Immigration : l'impossible équilibre ?

Immigration : l'impossible équilibre ?
 Bruno Tertrais
Auteur
Expert Associé - Géopolitique, Relations Internationales et Démographie

Le binaire n’a pas toujours l’avantage de la simplicité. Avec sa formulation en deux temps, le projet de loi "pour contrôler l’immigration, améliorer l’intégration" esquisse au contraire un dessein politique en ligne de crête, visant l’équilibre entre l’accueil d’une immigration choisie en fonction de besoins économiques, d’une part, et la lutte contre les arrivées illégales, d’autre part.
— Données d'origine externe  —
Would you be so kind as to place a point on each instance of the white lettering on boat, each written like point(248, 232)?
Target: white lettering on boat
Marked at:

Alors que le texte sera examiné à partir du 11 décembre à l'Assemblée nationale, Bruno Tertrais offre un décryptage factuel et détaillé du projet de loi, des évolutions votées par le Sénat et de celles défendues par la majorité.

Le projet de loi n’a pas pour ambition de transformer radicalement la politique migratoire de la France, mais d’en adapter plusieurs dispositions au nom d’une vision réaliste

Le projet de loi "pour contrôler l’immigration, améliorer l’intégration" n’a pas pour ambition de transformer radicalement la politique migratoire de la France, mais d’en adapter plusieurs dispositions, parmi les plus sensibles, en essayant d’obtenir, au nom d’une vision réaliste, un équilibre entre répression de l’immigration illégale et meilleure prise en compte des besoins de l’immigration légale. Le contexte sociétal national (menace terroriste, incidents criminels…) pèse sur l’environnement politique de la discussion du projet de loi. Sous la pression de la droite - avec laquelle la majorité espère parvenir à un compromis - cette discussion se porte essentiellement sur le premier volet.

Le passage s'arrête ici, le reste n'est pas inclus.